One of the problems of banking/capitalism that Tim doesn't cover in this article is that banks are pro-cyclical.

This means that instead of countering booms and busts, they inflate the booms and worsen the busts. So during the height of the boom, when they should be saying "oh dear this is looking too bubbly, let's wind our necks in and borrow less" - they actually lend more - as that house is bound to keep going up in value for the next ten years...

Then the bust comes. And now they won't lend to anyone unless they can prove they don't actually need the money, however good their business plan or credit is. They get all cautious, having just had their fingers burnt in the preceeding boom. So they shrink their balance sheets in order to become more solvent, but this reduces the money supply, and the credit avaiable to the economy to pay for growth and investment.

Regulation often makes this worse. Because the regulators are under political pressure to rein the banks in. And so during this recession our governments were making banks expand their fractional reserves (to make them more liquid) and raise more capital (to make them more solvent). This was for good and understandable reasons. There's an argument to say that they should have told the banks that they needed to have these larger capital buffers by about 2015, but were allowed to run less safely before that. But it would be pretty politically indefensible, and took a risk - that's pretty much what the Eurozone did - they stuck their heads in the sand, then had to bail out Greece to the tune of nearly €300 billion in order to save the German and French banks who'd recklessly lent to them. They also then implemented the bailout incompetently, fucked up the Greek economy in the process, and are now blaming the Greeks for their own (and Greece's too) massive clusterfuck, such that the Greeks can't pay, the banks are off the hook and the governments have put themselves in the firing line.
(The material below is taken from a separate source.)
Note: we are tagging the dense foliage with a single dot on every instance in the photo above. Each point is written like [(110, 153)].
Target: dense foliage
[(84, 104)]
Anyway an example of counter-cyclical measures would be unemployment (and some other) benefits. Because these are paid out automatically, the government will pay out more of them as joblessness increases, and pay falls, during a recession. These are called automatic stabilisers. The government now spends loads more during recessions, something that didn't happen in the 30s, and this helps to keep the economy from cratering - and makes the recessions shorter and less painful.

There's an idea to make banking regulation counter-cyclical. So that in the boom times, they'll have to maintain a higher fractional reserve or capital adequacy ratio. Thus meaning they can't lend as much, and stoke the bubbles as hard. Then when the recession comes, the pressure will be released somewhat, in the hopes they'll now be more willing to lend, having sustained smaller losses from the collapse of the boom, and having more money on hand. In a big scary recession like the recent one, that probably wouldn't work. But it might have made the 1990-91 recession a lot less steep, for example.